2. You compare yourself to others…and not very thoroughly. Ever have a great day and feel pretty pleased with yourself? Maybe you went to the gym before work, impressed a client, got all your time in for the previous week, had a great meeting, and finished a research project all by lunchtime. You feel like a champ. Then you see a firm-wide email congratulating a colleague for getting an article published in an industry magazine, and you start to internally criticize yourself for not spending enough time on your marketing efforts.
We have a knack for finding the one thing that someone else is doing better than us on a particular day. Then we unravel a bit. The truth is, your industry-published co-worker probably didn’t make it to the gym that morning or impress any clients that day. Maybe they had a mundane meeting, were late to the office, and are behind on their time and other projects.
Next time you feel tempted to compare yourself to someone else, remind yourself how impressive you really are, that you are focusing on just one thing they are doing right at that moment, and that, at the same time, someone else is probably also thrown off their game by something impressive you are doing right now.
3. You end your day frustrated by something you didn’t get done. More specifically, you probably had 20 items on your to-do list and miraculously accomplished 19 of them. It was probably realistic to expect you could accomplish only 15 of those things, but rather than feeling like a superstar overachiever for hitting 19, you’re staring at that one unchecked box on your to-do list. Why do we do this?
First, we never realize that our expectations for the day are unreasonable because we make a to-do list without mapping out how long it takes to tackle the items on our list. Yet another reason we’re such big fans of scheduling the whole day.
We don’t count unexpected accomplishments. In other words, maybe you didn’t get to everything on your to-do list because you lost an hour to solving a close-call-crisis for a client. That’s an amazing accomplishment, but it doesn’t always register that way if it is not something you set out to do at the beginning of the day. (Time out to virtually high-five those of you who add that completed, unexpected task to your to-do list just to have the satisfaction of crossing it off again. We feel you.)
We also take on too many goals at once. Maybe this past new years you decided that you were going to drink more water, go to the gym three times per week, get your billable hours in on time, eat more vegetables, and read a novel a week, all while continuing to rock at your career. It’s great to set new goals, but it’s more realistic to focus on one or two key things at a time and add/replace others as we master those few. Just throw the rest on a personal wish list until you are ready. That way, every time you think of something you should be doing, remind yourself that goal is ancillary for now. Return to focusing on your current goals, and feel the weight lifted.
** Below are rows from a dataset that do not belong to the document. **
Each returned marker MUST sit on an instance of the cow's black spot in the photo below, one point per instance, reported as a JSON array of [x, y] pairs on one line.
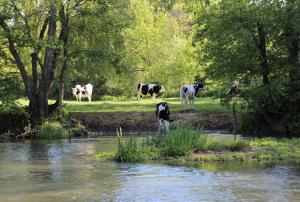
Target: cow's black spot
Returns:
[[197, 86], [163, 114], [150, 92], [145, 89], [156, 89]]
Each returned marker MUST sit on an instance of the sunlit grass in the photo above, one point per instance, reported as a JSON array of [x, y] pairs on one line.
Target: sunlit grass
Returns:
[[206, 104]]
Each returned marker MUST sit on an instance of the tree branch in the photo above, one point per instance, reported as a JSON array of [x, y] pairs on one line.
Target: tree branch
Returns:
[[17, 58]]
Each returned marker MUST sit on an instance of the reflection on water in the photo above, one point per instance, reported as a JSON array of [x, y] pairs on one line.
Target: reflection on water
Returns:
[[65, 171]]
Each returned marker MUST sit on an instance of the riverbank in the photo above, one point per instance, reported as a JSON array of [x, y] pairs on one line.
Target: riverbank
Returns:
[[106, 123], [183, 145]]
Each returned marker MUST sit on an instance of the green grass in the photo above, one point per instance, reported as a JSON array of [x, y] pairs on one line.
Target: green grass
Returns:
[[51, 130], [183, 144], [112, 104]]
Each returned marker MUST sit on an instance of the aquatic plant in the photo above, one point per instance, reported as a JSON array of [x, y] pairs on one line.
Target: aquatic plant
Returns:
[[51, 130], [178, 141]]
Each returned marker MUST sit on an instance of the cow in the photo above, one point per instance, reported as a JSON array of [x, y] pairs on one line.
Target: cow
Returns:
[[188, 92], [163, 117], [149, 89], [83, 92]]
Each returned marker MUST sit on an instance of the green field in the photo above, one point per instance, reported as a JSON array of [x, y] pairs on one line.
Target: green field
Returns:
[[146, 105], [206, 104]]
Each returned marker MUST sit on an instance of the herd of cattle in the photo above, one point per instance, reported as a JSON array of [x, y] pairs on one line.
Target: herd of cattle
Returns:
[[188, 93]]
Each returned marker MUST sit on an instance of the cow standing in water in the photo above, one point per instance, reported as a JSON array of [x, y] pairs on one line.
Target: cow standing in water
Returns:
[[149, 89], [83, 92], [163, 117], [188, 92]]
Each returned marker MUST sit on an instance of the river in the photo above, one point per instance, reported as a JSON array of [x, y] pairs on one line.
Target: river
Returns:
[[65, 171]]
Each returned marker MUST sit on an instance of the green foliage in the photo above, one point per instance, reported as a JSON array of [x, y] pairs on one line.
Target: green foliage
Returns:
[[78, 132], [13, 118], [128, 150], [11, 87], [236, 54], [147, 105], [204, 148], [51, 130], [178, 141]]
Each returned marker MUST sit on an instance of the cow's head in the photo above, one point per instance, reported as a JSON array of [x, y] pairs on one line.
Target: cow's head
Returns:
[[198, 86], [162, 89], [74, 91]]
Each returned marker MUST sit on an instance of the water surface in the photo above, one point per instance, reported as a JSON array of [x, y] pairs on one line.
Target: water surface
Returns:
[[65, 171]]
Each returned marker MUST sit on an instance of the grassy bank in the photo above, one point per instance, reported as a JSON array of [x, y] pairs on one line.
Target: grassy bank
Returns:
[[206, 104], [183, 144]]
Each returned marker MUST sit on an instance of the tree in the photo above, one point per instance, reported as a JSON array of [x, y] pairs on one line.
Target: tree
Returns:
[[259, 48], [41, 38]]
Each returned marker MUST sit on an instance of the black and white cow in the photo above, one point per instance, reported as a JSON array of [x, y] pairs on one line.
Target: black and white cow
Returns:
[[149, 89], [83, 92], [163, 117], [188, 92]]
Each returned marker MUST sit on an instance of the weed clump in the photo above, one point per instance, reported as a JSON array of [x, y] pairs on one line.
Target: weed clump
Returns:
[[51, 130]]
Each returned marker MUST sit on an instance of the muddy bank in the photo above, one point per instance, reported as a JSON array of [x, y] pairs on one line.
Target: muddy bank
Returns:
[[145, 122]]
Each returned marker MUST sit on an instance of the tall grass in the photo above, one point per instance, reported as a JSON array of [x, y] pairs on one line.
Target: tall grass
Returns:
[[128, 150], [179, 141], [51, 130]]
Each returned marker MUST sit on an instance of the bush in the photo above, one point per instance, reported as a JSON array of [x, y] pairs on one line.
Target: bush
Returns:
[[179, 141], [51, 130], [228, 144], [13, 118], [79, 132], [129, 150]]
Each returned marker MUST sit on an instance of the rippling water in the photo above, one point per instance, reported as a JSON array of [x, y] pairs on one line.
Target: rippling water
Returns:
[[65, 171]]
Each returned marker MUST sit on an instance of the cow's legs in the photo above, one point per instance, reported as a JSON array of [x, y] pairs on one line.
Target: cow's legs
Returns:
[[193, 103], [159, 126], [153, 97], [181, 105], [140, 96], [186, 103]]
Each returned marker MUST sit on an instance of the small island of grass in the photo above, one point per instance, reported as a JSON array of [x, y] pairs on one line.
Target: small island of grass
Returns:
[[184, 144]]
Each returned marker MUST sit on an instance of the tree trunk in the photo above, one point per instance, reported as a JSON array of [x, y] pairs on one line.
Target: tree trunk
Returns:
[[263, 53], [292, 43], [64, 35]]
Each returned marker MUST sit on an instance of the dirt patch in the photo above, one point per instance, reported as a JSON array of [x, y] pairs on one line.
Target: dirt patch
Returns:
[[143, 122]]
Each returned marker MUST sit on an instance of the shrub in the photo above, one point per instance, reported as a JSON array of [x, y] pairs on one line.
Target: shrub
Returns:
[[128, 150], [228, 144], [78, 132], [179, 141], [13, 118], [51, 130]]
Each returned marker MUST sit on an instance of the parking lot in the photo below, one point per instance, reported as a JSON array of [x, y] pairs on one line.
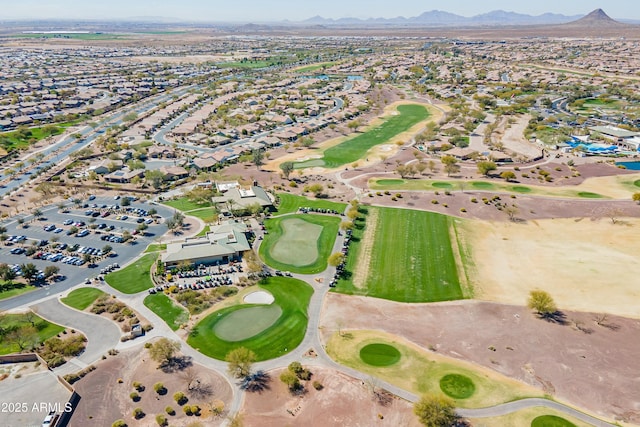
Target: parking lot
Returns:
[[77, 238]]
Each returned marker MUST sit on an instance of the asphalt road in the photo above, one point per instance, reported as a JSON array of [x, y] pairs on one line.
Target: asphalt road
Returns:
[[77, 274], [102, 334]]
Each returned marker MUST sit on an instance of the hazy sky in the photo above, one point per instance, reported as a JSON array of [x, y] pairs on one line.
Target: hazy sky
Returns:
[[274, 10]]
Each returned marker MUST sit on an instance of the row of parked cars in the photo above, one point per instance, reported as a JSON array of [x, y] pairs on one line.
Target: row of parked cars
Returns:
[[340, 268]]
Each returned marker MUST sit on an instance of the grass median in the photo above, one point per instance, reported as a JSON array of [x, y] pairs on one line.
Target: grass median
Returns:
[[135, 277]]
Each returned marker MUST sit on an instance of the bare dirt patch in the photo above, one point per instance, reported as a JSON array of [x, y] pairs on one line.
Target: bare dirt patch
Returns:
[[513, 137], [595, 370], [344, 401], [584, 264], [104, 399], [366, 247]]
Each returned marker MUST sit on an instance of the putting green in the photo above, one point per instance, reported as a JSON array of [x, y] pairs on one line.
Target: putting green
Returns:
[[390, 181], [442, 185], [247, 322], [551, 421], [457, 386], [481, 185], [589, 195], [298, 245], [379, 354]]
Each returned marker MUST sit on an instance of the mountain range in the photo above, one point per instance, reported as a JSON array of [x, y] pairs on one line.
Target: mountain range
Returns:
[[438, 18]]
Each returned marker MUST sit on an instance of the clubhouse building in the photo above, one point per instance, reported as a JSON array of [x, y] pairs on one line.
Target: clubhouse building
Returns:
[[223, 243]]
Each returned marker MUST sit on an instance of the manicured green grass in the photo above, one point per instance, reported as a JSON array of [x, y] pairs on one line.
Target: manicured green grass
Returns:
[[379, 354], [419, 370], [290, 203], [457, 386], [12, 289], [283, 336], [390, 181], [482, 185], [205, 214], [183, 204], [156, 247], [43, 330], [313, 67], [247, 322], [330, 226], [173, 314], [437, 184], [82, 298], [20, 139], [589, 195], [551, 421], [355, 148], [135, 277], [246, 64], [538, 190], [410, 259]]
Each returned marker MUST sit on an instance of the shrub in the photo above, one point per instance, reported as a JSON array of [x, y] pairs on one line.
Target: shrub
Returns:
[[138, 413], [180, 398], [159, 388]]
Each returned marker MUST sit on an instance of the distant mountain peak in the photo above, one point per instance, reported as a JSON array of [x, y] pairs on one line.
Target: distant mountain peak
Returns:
[[597, 18]]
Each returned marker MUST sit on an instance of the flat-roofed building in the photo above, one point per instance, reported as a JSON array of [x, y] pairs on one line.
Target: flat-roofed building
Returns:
[[223, 243]]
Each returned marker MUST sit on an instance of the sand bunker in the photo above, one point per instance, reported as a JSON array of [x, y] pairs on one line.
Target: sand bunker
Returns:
[[258, 297]]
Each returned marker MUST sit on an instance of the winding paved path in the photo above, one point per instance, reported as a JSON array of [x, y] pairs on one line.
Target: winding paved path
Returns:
[[104, 335]]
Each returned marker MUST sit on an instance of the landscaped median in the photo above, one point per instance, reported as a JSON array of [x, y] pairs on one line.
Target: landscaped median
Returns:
[[82, 298], [420, 371], [134, 278], [269, 330], [167, 310]]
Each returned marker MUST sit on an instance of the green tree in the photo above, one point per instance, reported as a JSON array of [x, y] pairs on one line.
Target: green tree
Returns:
[[486, 166], [287, 168], [29, 272], [240, 361], [508, 176], [542, 303], [257, 157], [336, 259], [435, 411]]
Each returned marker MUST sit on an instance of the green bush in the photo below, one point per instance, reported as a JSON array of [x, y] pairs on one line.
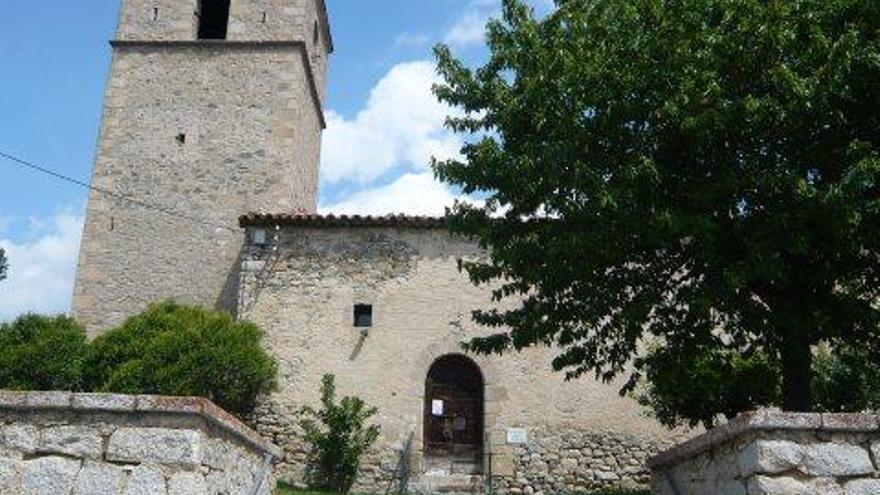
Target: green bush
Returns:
[[696, 385], [846, 380], [338, 437], [42, 353], [171, 349]]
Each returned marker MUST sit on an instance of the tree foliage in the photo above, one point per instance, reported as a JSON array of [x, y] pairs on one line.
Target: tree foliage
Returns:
[[696, 386], [847, 380], [171, 349], [699, 386], [339, 436], [42, 353], [704, 171]]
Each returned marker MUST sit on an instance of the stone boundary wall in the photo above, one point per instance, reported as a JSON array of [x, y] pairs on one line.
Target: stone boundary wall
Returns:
[[568, 460], [554, 460], [773, 453], [55, 443]]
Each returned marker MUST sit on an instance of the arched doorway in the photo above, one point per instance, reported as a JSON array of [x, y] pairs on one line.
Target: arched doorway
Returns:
[[453, 420]]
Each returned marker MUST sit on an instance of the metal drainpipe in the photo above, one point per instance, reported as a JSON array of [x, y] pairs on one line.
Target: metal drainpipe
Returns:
[[264, 473]]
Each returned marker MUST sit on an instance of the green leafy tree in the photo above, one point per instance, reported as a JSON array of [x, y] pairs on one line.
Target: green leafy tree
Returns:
[[171, 349], [42, 353], [696, 386], [339, 437], [704, 171], [4, 265]]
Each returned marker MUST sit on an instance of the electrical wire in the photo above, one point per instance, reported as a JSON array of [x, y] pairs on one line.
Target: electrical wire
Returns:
[[122, 197]]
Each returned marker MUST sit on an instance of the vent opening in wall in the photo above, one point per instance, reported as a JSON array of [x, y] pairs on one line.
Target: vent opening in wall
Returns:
[[213, 19], [363, 315]]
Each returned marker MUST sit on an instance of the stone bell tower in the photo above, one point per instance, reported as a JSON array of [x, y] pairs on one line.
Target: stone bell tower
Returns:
[[213, 108]]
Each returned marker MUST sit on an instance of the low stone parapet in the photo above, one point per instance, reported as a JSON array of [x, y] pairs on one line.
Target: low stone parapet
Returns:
[[96, 444], [774, 453]]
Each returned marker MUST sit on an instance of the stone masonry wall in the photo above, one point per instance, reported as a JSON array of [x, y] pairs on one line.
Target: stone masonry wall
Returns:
[[92, 444], [206, 130], [774, 453], [560, 460], [300, 288]]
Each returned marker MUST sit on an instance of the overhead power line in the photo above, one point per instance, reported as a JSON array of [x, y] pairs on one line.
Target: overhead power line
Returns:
[[122, 197]]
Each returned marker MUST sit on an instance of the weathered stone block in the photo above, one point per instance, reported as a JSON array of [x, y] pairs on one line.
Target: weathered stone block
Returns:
[[155, 445], [862, 487], [76, 441], [733, 487], [875, 451], [764, 485], [49, 476], [833, 459], [10, 476], [99, 479], [187, 483], [19, 437], [769, 457], [146, 480]]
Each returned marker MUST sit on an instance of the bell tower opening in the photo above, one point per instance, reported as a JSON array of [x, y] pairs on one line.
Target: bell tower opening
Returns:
[[213, 19], [453, 421]]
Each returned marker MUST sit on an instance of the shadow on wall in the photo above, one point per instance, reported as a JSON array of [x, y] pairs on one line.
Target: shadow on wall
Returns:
[[228, 298], [403, 470]]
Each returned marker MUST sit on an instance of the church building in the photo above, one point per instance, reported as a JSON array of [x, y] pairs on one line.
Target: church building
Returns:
[[214, 111]]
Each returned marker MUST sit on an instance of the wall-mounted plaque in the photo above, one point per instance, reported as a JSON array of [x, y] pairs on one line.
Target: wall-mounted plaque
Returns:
[[517, 435]]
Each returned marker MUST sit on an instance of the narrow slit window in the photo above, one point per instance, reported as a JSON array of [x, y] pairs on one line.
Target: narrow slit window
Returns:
[[213, 19], [363, 315]]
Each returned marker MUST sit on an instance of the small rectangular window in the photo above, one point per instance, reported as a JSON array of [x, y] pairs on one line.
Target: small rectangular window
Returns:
[[363, 315], [213, 19]]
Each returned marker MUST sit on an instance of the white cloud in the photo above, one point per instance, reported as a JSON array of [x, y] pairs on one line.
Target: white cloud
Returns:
[[401, 126], [41, 271], [469, 29], [412, 194], [411, 39]]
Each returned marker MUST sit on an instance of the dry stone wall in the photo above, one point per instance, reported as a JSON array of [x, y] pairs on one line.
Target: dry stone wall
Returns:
[[93, 444], [774, 453]]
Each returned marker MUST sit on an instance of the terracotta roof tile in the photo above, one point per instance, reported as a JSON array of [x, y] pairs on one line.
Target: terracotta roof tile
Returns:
[[330, 221]]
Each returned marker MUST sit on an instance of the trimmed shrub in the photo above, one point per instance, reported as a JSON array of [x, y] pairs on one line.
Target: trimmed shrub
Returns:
[[338, 436], [171, 349], [42, 353], [695, 386]]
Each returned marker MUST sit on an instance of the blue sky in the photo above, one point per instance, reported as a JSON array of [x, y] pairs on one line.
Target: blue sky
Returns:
[[54, 59]]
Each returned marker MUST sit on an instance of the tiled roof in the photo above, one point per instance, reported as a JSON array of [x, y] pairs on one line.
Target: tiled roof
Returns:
[[330, 221]]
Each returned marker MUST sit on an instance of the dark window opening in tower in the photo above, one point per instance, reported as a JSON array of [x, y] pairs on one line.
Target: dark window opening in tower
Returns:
[[213, 19]]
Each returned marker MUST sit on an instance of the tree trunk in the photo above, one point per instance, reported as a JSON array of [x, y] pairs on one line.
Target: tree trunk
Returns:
[[797, 363]]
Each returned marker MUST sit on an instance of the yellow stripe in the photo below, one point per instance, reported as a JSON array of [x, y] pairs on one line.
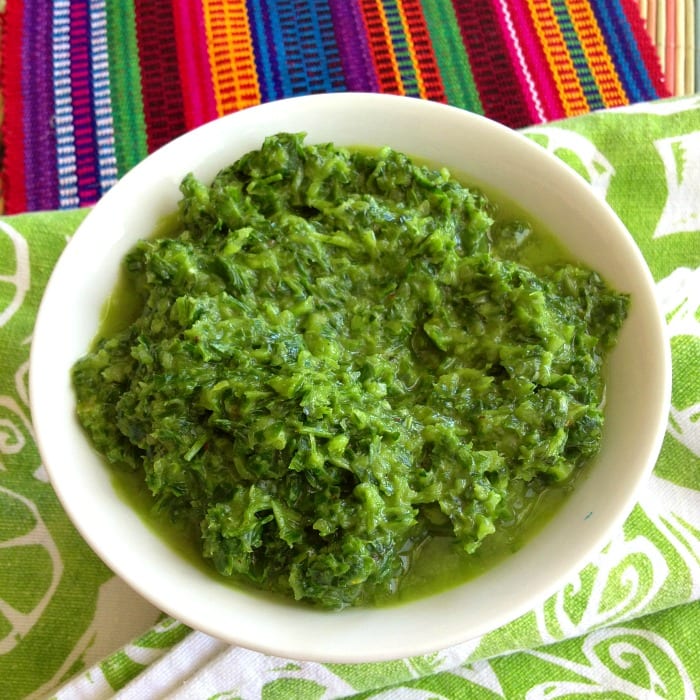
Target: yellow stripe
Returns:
[[411, 50], [596, 52], [573, 98], [390, 46], [231, 57]]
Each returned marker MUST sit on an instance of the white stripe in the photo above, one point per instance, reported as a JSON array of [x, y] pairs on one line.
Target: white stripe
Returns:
[[521, 60]]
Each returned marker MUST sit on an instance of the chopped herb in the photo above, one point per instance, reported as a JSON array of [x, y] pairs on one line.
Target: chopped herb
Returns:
[[339, 355]]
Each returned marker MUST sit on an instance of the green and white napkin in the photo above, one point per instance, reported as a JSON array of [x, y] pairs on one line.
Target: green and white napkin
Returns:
[[626, 626]]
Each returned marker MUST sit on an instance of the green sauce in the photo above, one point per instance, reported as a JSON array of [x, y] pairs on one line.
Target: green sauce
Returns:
[[345, 377]]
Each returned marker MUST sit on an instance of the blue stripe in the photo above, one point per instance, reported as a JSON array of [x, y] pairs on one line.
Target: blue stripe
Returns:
[[623, 45], [267, 40], [295, 48], [578, 57], [325, 55]]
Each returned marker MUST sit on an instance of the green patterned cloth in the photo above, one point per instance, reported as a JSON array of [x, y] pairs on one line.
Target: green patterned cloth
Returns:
[[626, 626]]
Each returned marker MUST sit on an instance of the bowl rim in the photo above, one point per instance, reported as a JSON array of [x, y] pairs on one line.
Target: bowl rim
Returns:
[[321, 640]]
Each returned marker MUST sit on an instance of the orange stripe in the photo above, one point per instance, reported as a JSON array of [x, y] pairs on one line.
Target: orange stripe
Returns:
[[383, 54], [557, 54], [231, 56], [596, 52], [430, 84]]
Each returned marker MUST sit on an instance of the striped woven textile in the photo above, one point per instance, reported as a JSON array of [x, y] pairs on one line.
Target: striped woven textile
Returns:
[[91, 87]]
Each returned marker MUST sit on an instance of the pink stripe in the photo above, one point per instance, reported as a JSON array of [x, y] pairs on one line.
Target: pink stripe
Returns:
[[517, 59], [81, 97], [193, 61], [535, 60]]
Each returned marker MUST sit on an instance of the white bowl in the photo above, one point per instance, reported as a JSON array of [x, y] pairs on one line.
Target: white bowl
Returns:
[[480, 150]]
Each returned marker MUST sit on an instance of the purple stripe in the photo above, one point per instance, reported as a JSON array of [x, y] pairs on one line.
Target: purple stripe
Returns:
[[353, 46], [37, 96], [82, 100]]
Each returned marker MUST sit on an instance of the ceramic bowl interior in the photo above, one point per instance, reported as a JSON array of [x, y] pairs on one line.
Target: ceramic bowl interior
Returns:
[[480, 151]]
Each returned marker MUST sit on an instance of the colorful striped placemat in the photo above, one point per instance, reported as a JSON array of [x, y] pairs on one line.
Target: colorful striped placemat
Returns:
[[92, 86]]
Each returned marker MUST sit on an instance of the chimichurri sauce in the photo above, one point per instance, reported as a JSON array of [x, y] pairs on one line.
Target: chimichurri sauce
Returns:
[[343, 363]]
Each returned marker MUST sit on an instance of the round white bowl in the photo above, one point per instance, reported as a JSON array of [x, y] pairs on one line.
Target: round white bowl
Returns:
[[477, 149]]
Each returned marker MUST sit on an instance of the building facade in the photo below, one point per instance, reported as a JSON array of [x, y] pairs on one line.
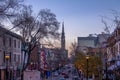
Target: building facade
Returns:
[[10, 53]]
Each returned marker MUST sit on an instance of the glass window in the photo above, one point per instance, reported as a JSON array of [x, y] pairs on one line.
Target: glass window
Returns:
[[18, 44], [14, 43], [10, 41]]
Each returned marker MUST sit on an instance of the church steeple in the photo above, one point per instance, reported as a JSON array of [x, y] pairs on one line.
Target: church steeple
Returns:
[[63, 37]]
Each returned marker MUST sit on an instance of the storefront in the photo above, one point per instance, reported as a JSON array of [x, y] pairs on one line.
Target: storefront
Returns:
[[2, 73]]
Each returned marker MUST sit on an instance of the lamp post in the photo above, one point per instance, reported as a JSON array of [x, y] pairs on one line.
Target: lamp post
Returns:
[[87, 58], [7, 57]]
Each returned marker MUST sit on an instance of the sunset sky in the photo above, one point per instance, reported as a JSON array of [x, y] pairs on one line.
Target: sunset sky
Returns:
[[80, 17]]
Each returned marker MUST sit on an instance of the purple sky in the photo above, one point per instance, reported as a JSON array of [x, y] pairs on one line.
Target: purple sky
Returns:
[[81, 17]]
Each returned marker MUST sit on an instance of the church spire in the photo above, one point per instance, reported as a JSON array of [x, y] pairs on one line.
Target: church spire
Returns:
[[63, 37]]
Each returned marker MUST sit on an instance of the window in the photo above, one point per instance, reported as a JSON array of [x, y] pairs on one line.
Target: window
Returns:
[[10, 42], [14, 57], [4, 56], [18, 44], [14, 43], [3, 40]]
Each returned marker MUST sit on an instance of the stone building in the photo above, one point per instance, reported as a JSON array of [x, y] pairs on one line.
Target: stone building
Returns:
[[10, 53]]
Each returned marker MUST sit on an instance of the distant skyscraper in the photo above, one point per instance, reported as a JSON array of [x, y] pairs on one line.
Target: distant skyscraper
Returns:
[[63, 37]]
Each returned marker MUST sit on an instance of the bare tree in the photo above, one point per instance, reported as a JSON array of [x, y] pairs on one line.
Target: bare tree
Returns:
[[114, 19], [9, 7], [44, 25]]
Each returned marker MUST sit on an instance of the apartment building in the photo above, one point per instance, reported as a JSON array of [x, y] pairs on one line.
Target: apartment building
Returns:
[[10, 53]]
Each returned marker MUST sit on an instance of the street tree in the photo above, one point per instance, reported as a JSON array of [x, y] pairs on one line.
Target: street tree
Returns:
[[112, 22], [8, 8], [44, 25]]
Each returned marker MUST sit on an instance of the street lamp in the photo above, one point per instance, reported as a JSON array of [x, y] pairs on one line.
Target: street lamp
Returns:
[[87, 58], [7, 57]]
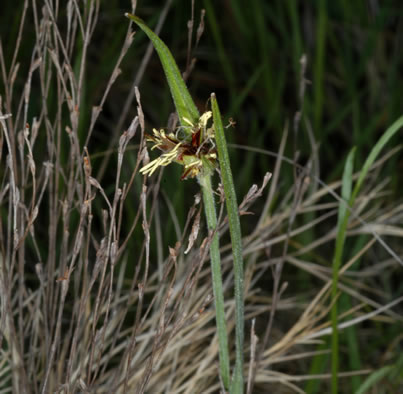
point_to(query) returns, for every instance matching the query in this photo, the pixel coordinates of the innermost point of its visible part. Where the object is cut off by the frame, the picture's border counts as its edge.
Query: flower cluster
(195, 149)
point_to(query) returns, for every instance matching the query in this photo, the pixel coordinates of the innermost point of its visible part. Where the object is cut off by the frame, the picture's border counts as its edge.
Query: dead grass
(72, 320)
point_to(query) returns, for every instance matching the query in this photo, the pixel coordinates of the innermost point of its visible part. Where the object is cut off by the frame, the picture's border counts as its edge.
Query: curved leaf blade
(184, 103)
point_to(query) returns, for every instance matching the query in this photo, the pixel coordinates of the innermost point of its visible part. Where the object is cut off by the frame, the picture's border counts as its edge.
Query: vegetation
(105, 276)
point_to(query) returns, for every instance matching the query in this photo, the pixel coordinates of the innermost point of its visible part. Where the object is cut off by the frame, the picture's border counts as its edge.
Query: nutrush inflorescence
(191, 145)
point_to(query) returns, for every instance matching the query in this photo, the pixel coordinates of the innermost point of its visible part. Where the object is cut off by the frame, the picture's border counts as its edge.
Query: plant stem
(236, 242)
(210, 211)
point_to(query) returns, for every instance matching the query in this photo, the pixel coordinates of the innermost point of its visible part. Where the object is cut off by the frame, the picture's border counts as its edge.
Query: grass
(97, 292)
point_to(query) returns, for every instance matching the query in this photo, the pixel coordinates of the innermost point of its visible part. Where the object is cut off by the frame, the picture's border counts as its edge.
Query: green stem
(236, 242)
(210, 211)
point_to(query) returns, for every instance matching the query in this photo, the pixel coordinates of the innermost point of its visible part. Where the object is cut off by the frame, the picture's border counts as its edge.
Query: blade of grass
(344, 215)
(341, 234)
(209, 208)
(187, 111)
(184, 103)
(236, 241)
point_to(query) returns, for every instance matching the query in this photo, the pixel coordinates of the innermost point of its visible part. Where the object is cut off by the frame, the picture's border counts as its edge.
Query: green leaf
(374, 378)
(389, 133)
(344, 214)
(184, 103)
(236, 241)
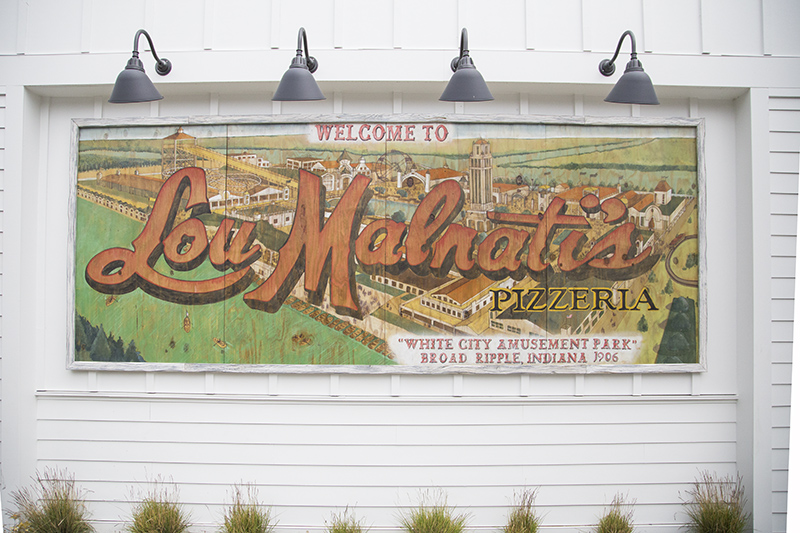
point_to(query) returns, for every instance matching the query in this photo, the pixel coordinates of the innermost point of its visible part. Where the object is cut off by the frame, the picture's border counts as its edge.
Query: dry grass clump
(618, 518)
(52, 505)
(433, 515)
(246, 514)
(159, 512)
(345, 522)
(522, 518)
(717, 505)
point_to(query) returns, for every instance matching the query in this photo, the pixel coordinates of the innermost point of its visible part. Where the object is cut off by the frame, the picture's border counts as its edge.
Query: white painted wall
(314, 444)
If you need to take two minutes at the end of the day to literally list everything you did that day, go for it! Even doing this just for a week can be very enlightening. Plus, it’s a great way to end the day. (If you like the idea of ending your day with a little sense of accomplishment and gratitude, check out the Five Minute Journal.)
Bonus: Want a productive, multi-tasking way to remind yourself how awesome you are? Update your resume! Update your descriptions of your current position and responsibilities, add any marketing articles you have written, groups you have joined, presentations you have given, etc. You should also start an accomplishments file to make review time easier.